The Roaring 20s were a timespan of rapid changes in America within the realms of society, economics, and the intersection of the two. New developments following victory in World War I led to the birth of the automobile and airline industries. Mass production also boomed, spurring new non-discretionary goods to be brought to households across the country. Today, we are going to explore how this time in American history can be embodied by a few key economic developments and federal decisions.

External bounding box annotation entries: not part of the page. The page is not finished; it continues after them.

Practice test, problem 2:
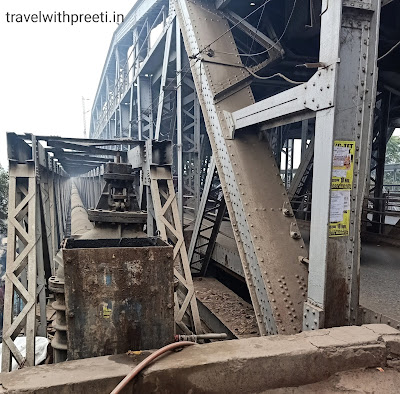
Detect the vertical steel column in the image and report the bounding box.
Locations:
[304,0,380,329]
[372,91,391,234]
[175,20,184,224]
[2,160,43,372]
[154,22,173,140]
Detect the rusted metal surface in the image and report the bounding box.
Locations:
[63,238,174,360]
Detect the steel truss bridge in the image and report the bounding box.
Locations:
[3,0,400,370]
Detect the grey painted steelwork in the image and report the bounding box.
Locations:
[2,133,69,371]
[177,1,307,335]
[305,1,380,329]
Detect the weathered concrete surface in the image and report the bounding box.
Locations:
[0,325,400,394]
[263,368,400,394]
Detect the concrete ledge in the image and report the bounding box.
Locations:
[0,324,400,394]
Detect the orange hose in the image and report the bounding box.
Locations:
[111,341,195,394]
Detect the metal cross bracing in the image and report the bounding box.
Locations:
[188,157,226,276]
[2,134,202,371]
[87,0,395,333]
[177,1,307,334]
[2,134,69,371]
[90,1,208,225]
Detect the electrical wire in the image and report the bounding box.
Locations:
[245,3,267,66]
[111,341,196,394]
[377,41,400,62]
[214,0,297,57]
[245,67,304,85]
[198,58,306,85]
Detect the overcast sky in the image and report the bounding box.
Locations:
[0,0,136,167]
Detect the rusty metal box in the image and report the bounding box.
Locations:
[63,238,174,360]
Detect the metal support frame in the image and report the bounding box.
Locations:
[176,0,307,335]
[188,158,226,276]
[128,140,202,333]
[2,134,68,371]
[304,0,380,329]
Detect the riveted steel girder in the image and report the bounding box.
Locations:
[176,0,307,335]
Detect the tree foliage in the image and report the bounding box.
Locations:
[0,165,8,235]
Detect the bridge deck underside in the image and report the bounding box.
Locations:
[195,221,400,320]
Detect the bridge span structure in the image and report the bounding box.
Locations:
[3,0,400,374]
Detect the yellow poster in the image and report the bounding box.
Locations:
[329,141,356,237]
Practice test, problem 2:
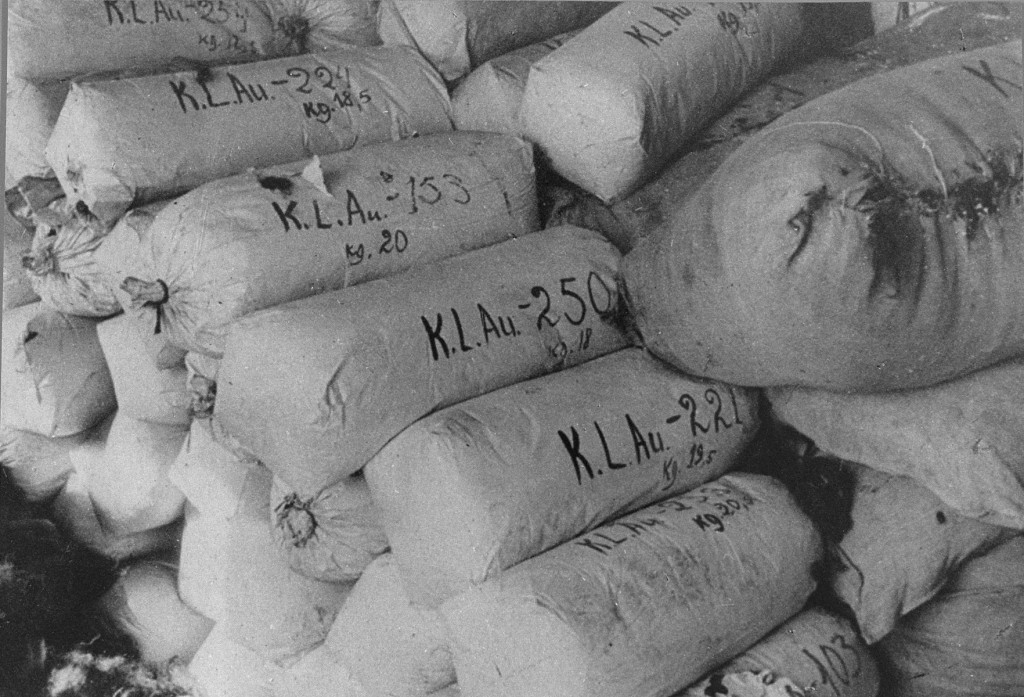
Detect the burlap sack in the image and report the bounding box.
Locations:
[519,2,802,202]
[378,0,616,81]
[680,607,879,697]
[46,47,452,223]
[441,474,821,697]
[214,227,625,496]
[365,349,760,607]
[624,41,1024,391]
[104,133,539,356]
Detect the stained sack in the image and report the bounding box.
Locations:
[46,47,452,223]
[624,41,1024,391]
[519,2,802,202]
[103,133,540,356]
[440,474,821,697]
[364,349,760,606]
[378,0,616,81]
[214,227,626,496]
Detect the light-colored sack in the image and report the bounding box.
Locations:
[441,474,821,697]
[681,607,879,697]
[46,46,452,223]
[96,315,191,428]
[7,0,273,80]
[0,303,117,438]
[214,227,625,496]
[270,474,388,581]
[623,41,1024,392]
[877,536,1024,697]
[104,133,540,356]
[88,410,188,535]
[519,2,802,201]
[365,349,760,607]
[769,360,1024,530]
[828,463,1015,644]
[178,465,352,664]
[378,0,616,81]
[452,32,575,135]
[0,418,113,502]
[4,77,71,179]
[98,560,214,663]
[323,554,455,697]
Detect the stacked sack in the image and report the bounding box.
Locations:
[0,0,1024,697]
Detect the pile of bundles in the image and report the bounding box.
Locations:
[0,0,1024,697]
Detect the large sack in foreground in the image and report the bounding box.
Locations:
[378,0,616,81]
[452,32,575,135]
[624,41,1024,391]
[681,607,879,697]
[46,47,452,222]
[7,0,273,80]
[365,349,760,606]
[0,303,117,438]
[548,2,1024,252]
[519,2,802,201]
[441,475,821,697]
[103,133,540,356]
[214,227,626,496]
[877,537,1024,697]
[270,474,389,581]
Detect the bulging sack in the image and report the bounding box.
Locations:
[828,463,1015,644]
[877,536,1024,697]
[46,47,452,223]
[0,303,117,438]
[378,0,616,81]
[364,349,760,606]
[104,133,540,356]
[440,474,821,697]
[680,607,879,697]
[624,41,1024,391]
[214,227,626,496]
[7,0,273,80]
[519,2,802,202]
[321,554,456,697]
[270,474,388,581]
[452,32,577,135]
[768,360,1024,530]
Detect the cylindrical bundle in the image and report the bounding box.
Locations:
[270,473,388,581]
[4,77,71,179]
[327,554,455,697]
[22,199,121,317]
[46,46,452,223]
[98,559,214,663]
[519,2,802,201]
[0,417,113,502]
[378,0,616,81]
[7,0,273,80]
[0,303,117,438]
[452,32,577,135]
[214,227,626,496]
[167,418,260,520]
[624,41,1024,392]
[365,349,760,606]
[680,607,879,697]
[769,360,1024,530]
[441,474,821,697]
[88,410,188,535]
[104,133,540,356]
[544,2,1024,252]
[178,465,352,662]
[877,536,1024,697]
[827,463,1016,644]
[96,315,191,428]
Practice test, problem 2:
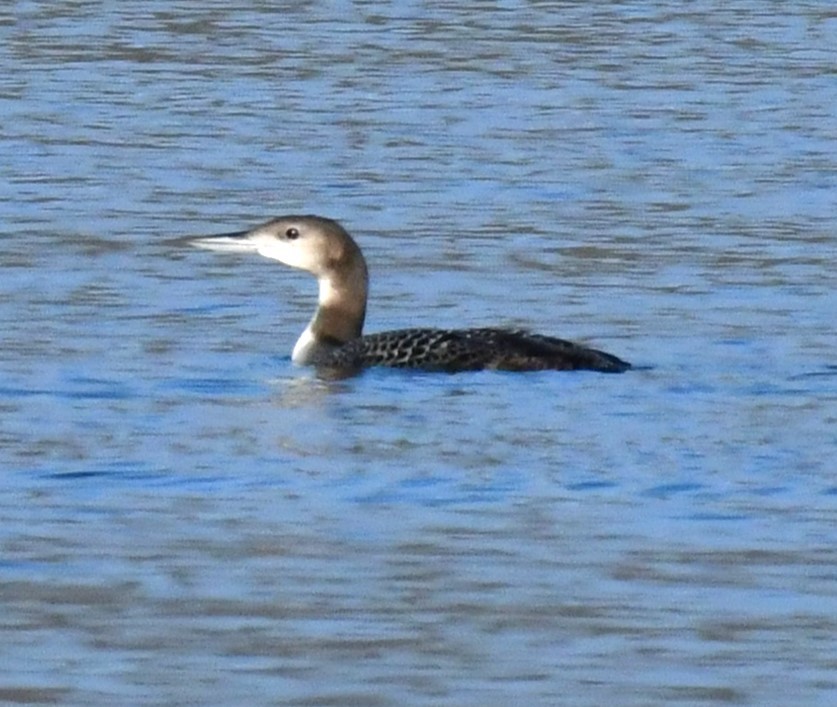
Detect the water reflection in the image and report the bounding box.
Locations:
[0,0,837,705]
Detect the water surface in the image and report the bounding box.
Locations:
[0,0,837,705]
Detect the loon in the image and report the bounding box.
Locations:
[187,216,631,378]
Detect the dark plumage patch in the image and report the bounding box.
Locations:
[315,328,630,375]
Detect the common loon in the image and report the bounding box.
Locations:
[188,216,631,377]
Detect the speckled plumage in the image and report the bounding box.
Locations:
[314,328,630,375]
[190,216,631,377]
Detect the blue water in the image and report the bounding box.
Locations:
[0,0,837,705]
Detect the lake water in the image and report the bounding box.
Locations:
[0,0,837,706]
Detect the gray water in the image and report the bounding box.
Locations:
[0,0,837,705]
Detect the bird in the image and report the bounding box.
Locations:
[187,215,631,378]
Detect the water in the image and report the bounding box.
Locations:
[0,0,837,705]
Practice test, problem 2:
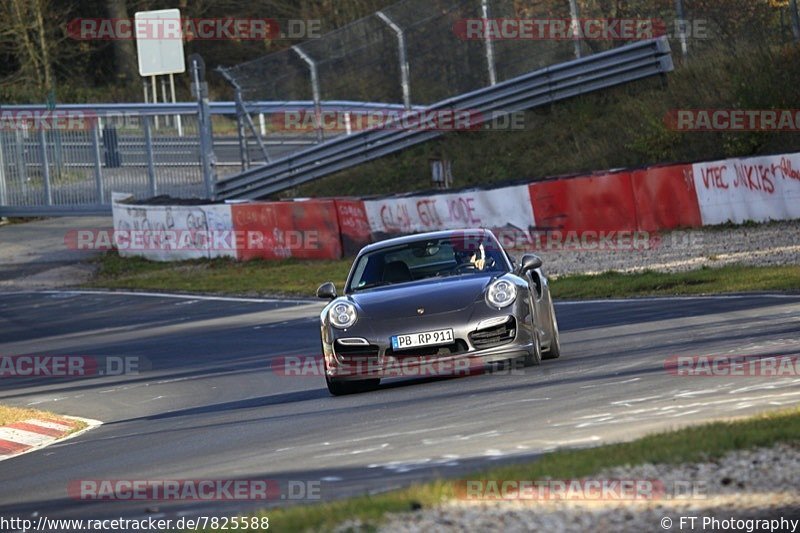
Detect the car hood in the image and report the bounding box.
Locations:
[348,273,498,319]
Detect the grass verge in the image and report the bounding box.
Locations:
[0,405,86,433]
[87,252,800,299]
[244,408,800,531]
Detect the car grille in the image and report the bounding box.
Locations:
[469,317,517,350]
[333,342,380,360]
[386,339,469,357]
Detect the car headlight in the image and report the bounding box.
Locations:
[486,279,517,307]
[328,302,358,329]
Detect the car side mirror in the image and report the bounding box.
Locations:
[317,281,336,300]
[517,254,542,274]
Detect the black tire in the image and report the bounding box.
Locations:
[525,333,542,366]
[325,377,381,396]
[542,300,561,359]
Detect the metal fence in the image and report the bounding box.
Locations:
[0,101,396,216]
[222,0,796,113]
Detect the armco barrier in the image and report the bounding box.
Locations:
[113,153,800,261]
[334,198,373,256]
[231,200,342,260]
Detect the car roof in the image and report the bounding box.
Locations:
[359,228,493,255]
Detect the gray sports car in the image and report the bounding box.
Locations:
[317,229,561,395]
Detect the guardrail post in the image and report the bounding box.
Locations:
[481,0,497,85]
[375,11,411,110]
[14,128,28,191]
[0,131,8,205]
[675,0,689,59]
[569,0,581,59]
[92,122,105,204]
[142,115,158,196]
[292,46,325,142]
[234,87,250,170]
[189,54,216,199]
[39,128,53,205]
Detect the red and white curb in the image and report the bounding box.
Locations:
[0,416,102,461]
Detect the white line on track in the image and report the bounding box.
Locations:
[2,289,800,305]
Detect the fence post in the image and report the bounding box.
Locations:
[292,46,325,142]
[675,0,689,60]
[789,0,800,43]
[189,54,216,199]
[376,11,411,110]
[481,0,497,85]
[0,131,8,205]
[234,87,250,172]
[142,115,158,196]
[569,0,581,59]
[14,128,28,194]
[92,122,105,204]
[39,128,53,205]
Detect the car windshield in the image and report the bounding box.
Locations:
[347,237,509,292]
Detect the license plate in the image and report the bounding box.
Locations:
[392,329,453,350]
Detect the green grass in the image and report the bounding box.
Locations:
[87,252,800,299]
[87,252,350,297]
[230,409,800,531]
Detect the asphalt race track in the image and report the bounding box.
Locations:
[0,291,800,518]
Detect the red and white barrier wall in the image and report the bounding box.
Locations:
[113,153,800,261]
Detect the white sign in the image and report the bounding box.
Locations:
[134,9,186,76]
[692,153,800,226]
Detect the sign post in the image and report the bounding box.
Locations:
[134,9,186,136]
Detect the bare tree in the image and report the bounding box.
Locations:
[106,0,138,81]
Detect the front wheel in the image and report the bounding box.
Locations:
[525,328,542,366]
[542,300,561,359]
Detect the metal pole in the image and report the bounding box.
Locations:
[0,132,8,205]
[169,74,183,137]
[142,115,158,196]
[675,0,689,60]
[234,87,250,171]
[292,46,325,142]
[92,120,105,204]
[192,59,216,199]
[152,75,158,129]
[569,0,581,59]
[375,11,411,110]
[14,128,28,191]
[39,128,53,205]
[481,0,497,85]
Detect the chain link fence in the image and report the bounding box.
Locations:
[224,0,792,105]
[220,0,800,163]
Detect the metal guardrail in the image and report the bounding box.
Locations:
[215,37,674,199]
[0,100,412,216]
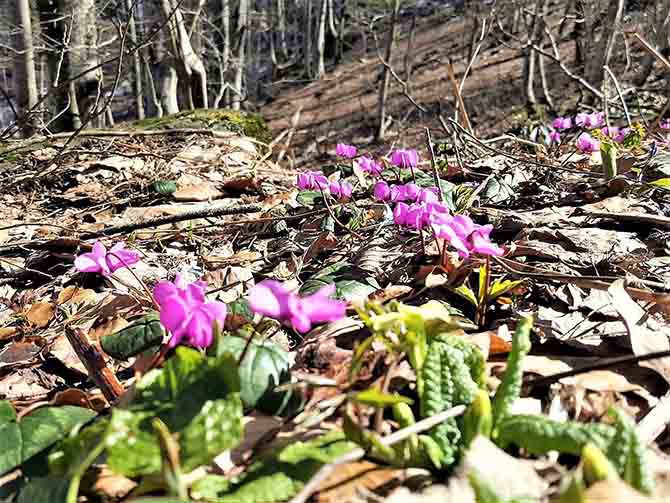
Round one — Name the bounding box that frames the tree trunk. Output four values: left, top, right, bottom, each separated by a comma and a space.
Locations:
40, 0, 102, 131
587, 0, 624, 93
161, 0, 207, 108
315, 0, 328, 79
220, 0, 230, 107
14, 0, 38, 136
523, 0, 544, 105
377, 0, 400, 141
232, 0, 249, 110
126, 0, 145, 120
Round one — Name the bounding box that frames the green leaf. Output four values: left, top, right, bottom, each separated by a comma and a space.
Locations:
0, 402, 95, 475
215, 431, 357, 503
49, 418, 109, 476
647, 178, 670, 190
335, 278, 380, 301
17, 475, 69, 503
489, 279, 524, 300
228, 298, 254, 323
0, 401, 23, 475
106, 347, 242, 477
350, 388, 413, 407
100, 311, 164, 360
105, 409, 161, 477
452, 285, 479, 307
151, 180, 177, 196
220, 336, 292, 414
295, 190, 323, 208
179, 394, 243, 472
135, 347, 240, 432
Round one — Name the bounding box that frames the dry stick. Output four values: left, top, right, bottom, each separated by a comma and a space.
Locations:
290, 405, 465, 503
447, 60, 472, 133
524, 350, 670, 387
441, 118, 602, 178
65, 327, 125, 404
424, 128, 444, 203
603, 65, 633, 128
627, 32, 670, 127
0, 128, 255, 155
79, 204, 264, 239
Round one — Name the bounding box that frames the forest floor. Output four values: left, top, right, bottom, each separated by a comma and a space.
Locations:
259, 2, 666, 167
0, 99, 670, 503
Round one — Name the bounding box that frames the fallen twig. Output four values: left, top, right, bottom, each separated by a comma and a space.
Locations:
290, 405, 465, 503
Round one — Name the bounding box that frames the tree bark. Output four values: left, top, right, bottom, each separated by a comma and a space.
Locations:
377, 0, 400, 141
587, 0, 624, 93
14, 0, 38, 136
232, 0, 249, 110
161, 0, 207, 108
315, 0, 328, 79
126, 0, 145, 120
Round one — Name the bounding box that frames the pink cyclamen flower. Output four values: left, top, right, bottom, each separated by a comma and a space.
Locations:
74, 241, 140, 277
154, 274, 227, 348
297, 171, 329, 190
372, 180, 391, 201
391, 149, 419, 168
600, 126, 630, 143
575, 133, 600, 152
575, 112, 605, 129
329, 182, 354, 199
335, 143, 358, 159
551, 117, 572, 131
430, 214, 503, 257
358, 156, 384, 176
416, 187, 440, 203
249, 280, 347, 334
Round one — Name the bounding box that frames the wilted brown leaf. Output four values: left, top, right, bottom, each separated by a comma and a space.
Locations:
25, 302, 56, 328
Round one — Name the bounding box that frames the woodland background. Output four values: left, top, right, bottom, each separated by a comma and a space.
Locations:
0, 0, 670, 162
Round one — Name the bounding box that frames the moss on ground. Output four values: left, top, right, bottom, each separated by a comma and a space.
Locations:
124, 108, 272, 143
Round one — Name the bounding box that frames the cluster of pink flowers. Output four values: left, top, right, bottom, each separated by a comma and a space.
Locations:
249, 280, 347, 334
551, 117, 572, 131
393, 202, 503, 258
74, 241, 140, 277
335, 143, 358, 159
358, 155, 384, 176
575, 132, 600, 152
153, 274, 227, 348
372, 181, 438, 203
575, 112, 605, 129
430, 212, 503, 257
391, 148, 419, 168
298, 171, 329, 190
600, 126, 630, 143
297, 171, 353, 199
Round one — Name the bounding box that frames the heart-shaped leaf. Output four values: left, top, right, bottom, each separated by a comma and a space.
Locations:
100, 311, 164, 360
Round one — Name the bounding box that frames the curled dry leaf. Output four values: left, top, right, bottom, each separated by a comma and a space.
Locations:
25, 302, 56, 328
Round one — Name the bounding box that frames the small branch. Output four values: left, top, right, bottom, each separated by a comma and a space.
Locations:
65, 327, 125, 404
79, 204, 265, 239
290, 405, 465, 503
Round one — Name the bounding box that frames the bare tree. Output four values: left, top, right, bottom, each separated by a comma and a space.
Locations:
14, 0, 38, 135
161, 0, 207, 109
126, 0, 144, 119
377, 0, 400, 141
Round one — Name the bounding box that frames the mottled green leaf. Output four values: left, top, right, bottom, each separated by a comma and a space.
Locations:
100, 311, 164, 360
0, 402, 95, 475
151, 180, 177, 196
179, 394, 243, 472
350, 388, 413, 407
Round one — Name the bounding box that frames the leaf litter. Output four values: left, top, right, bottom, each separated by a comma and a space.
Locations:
0, 120, 670, 503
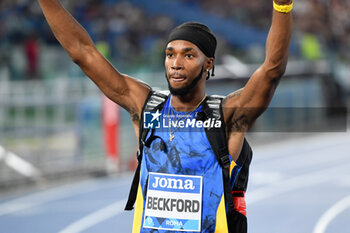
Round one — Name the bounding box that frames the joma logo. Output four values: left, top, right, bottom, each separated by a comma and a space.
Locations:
152, 176, 195, 190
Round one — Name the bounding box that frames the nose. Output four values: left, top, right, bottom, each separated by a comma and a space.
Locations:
171, 57, 184, 70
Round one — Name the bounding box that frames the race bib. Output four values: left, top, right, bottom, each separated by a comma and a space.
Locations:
143, 172, 203, 231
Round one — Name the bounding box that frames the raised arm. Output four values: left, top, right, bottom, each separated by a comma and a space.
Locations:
223, 0, 292, 131
38, 0, 150, 117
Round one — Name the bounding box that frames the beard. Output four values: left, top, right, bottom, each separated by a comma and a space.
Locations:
165, 66, 204, 96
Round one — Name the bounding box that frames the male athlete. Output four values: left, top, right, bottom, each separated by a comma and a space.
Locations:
38, 0, 293, 233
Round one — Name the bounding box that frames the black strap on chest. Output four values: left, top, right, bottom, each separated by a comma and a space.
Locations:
125, 91, 252, 233
124, 91, 169, 210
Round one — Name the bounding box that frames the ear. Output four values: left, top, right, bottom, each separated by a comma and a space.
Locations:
204, 57, 215, 72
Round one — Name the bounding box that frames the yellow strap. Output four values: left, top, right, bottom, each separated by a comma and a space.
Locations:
273, 1, 293, 13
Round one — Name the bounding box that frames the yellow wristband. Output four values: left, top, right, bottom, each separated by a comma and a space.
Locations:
273, 1, 293, 13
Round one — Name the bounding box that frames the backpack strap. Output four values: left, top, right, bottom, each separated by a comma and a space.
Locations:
201, 96, 234, 232
199, 95, 252, 233
125, 90, 169, 210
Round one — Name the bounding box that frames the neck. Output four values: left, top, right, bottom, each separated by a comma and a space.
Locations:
170, 91, 206, 112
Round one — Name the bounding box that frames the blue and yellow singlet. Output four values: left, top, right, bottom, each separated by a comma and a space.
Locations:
133, 95, 239, 233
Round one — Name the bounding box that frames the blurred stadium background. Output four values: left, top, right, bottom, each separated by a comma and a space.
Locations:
0, 0, 350, 232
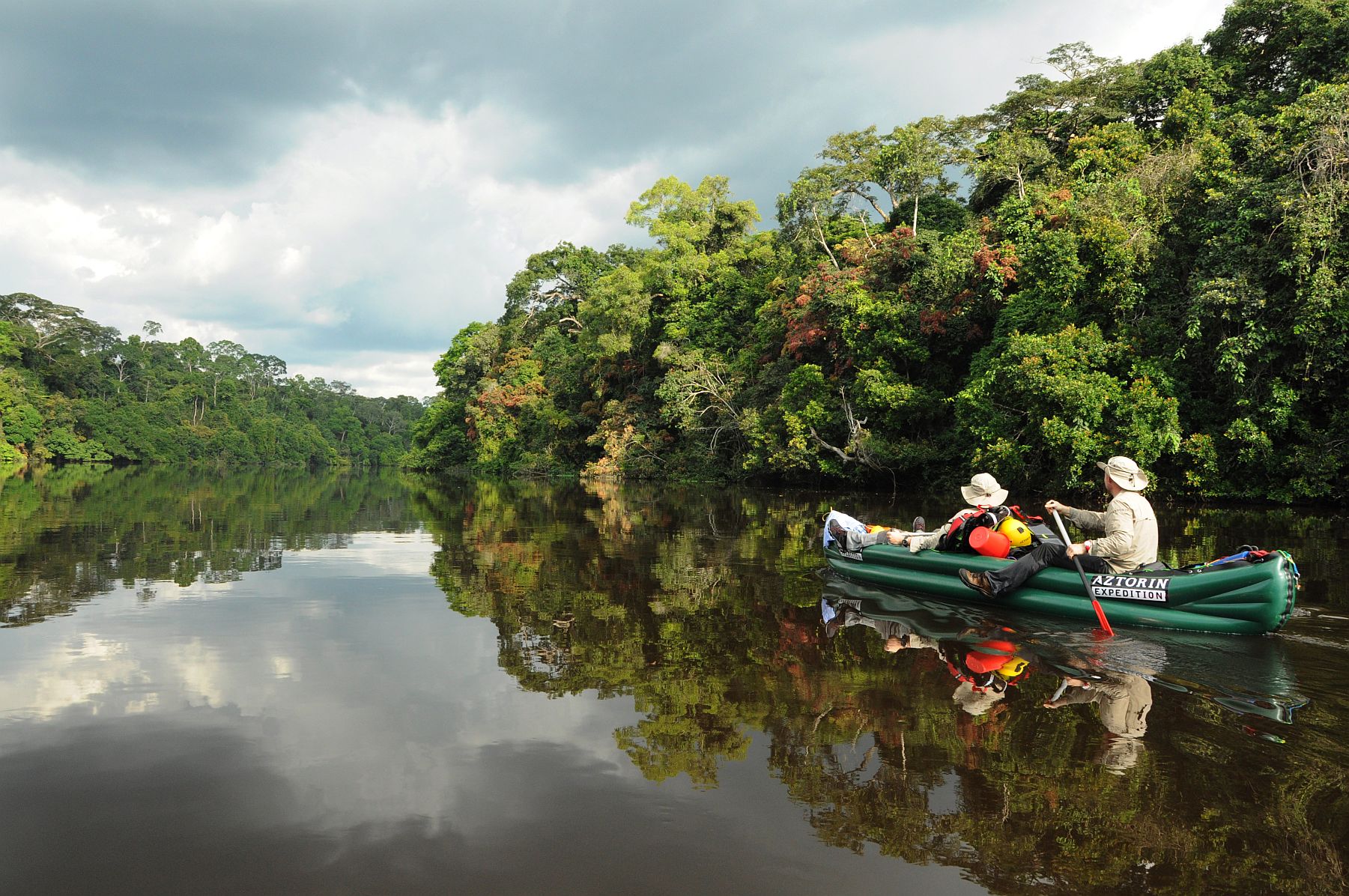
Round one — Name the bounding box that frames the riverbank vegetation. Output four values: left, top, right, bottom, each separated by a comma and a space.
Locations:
407, 0, 1349, 500
0, 293, 422, 465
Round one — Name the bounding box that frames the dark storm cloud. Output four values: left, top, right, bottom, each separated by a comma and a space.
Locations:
0, 0, 989, 184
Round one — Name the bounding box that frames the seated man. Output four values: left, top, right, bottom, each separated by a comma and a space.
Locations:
905, 472, 1007, 553
960, 458, 1157, 598
824, 510, 923, 551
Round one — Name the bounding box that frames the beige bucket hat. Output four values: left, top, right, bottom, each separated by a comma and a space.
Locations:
960, 472, 1009, 507
1097, 458, 1148, 491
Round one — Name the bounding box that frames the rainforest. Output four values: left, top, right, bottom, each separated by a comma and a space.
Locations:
404, 0, 1349, 502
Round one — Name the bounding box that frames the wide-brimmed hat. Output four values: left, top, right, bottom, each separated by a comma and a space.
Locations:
960, 472, 1007, 507
1097, 458, 1148, 491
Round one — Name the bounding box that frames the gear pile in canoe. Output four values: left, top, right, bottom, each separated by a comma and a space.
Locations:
824, 518, 1298, 635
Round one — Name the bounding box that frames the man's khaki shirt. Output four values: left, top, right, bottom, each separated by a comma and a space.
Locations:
1064, 491, 1157, 572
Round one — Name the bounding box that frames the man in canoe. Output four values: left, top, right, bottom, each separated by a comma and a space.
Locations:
960, 458, 1157, 598
904, 472, 1007, 553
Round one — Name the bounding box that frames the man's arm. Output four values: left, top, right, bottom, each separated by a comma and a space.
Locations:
1079, 500, 1133, 559
1063, 507, 1110, 532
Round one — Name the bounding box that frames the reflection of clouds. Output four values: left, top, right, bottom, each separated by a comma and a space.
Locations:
157, 638, 227, 706
0, 632, 155, 718
0, 533, 640, 827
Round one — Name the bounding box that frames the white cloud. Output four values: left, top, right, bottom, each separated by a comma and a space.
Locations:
0, 105, 655, 394
0, 0, 1225, 396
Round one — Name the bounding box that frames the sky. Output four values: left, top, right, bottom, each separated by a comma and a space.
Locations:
0, 0, 1225, 397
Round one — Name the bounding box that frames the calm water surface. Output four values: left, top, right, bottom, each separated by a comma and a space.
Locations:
0, 467, 1349, 895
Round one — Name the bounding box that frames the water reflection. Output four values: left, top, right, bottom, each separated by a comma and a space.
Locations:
0, 471, 1349, 893
0, 464, 418, 626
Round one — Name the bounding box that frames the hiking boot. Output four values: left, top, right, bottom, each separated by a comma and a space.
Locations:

During the decade, US GDP grew by 42%, as a result of the societal developments mentioned below, but also because of the vicious effects of war on the world economy. The unemployment rate was said to have never risen above the natural rate (4%), which is a key sign for economic health. Although the economy was booming, not every American was becoming wealthier. The top 1% of the population by the end of the decade accounted for nearly 15% of all income, a 2% increase from 1920.
A perfect storm of America emerging victorious and wealthy from the Great War led to rapid industrial innovation in the communication and entertainment sectors. Consumer goods that we would normally have in our households, such as washing machines, vacuums, and refrigerators, suddenly became everyday items in the lives of Americans, spurring investments and economic activity. The invention of the radio also allowed for an interconnected domain for people to access a variety of informational outlets. By 1934, 60% of households owned radios. The automobile industry also boomed during this time period: by the end of the decade, about 25 million cars were registered to be driven on the roads. Henry Ford's industrial expertise allowed for his expansionary economics of scale, leaving Model Ts to only cost $300.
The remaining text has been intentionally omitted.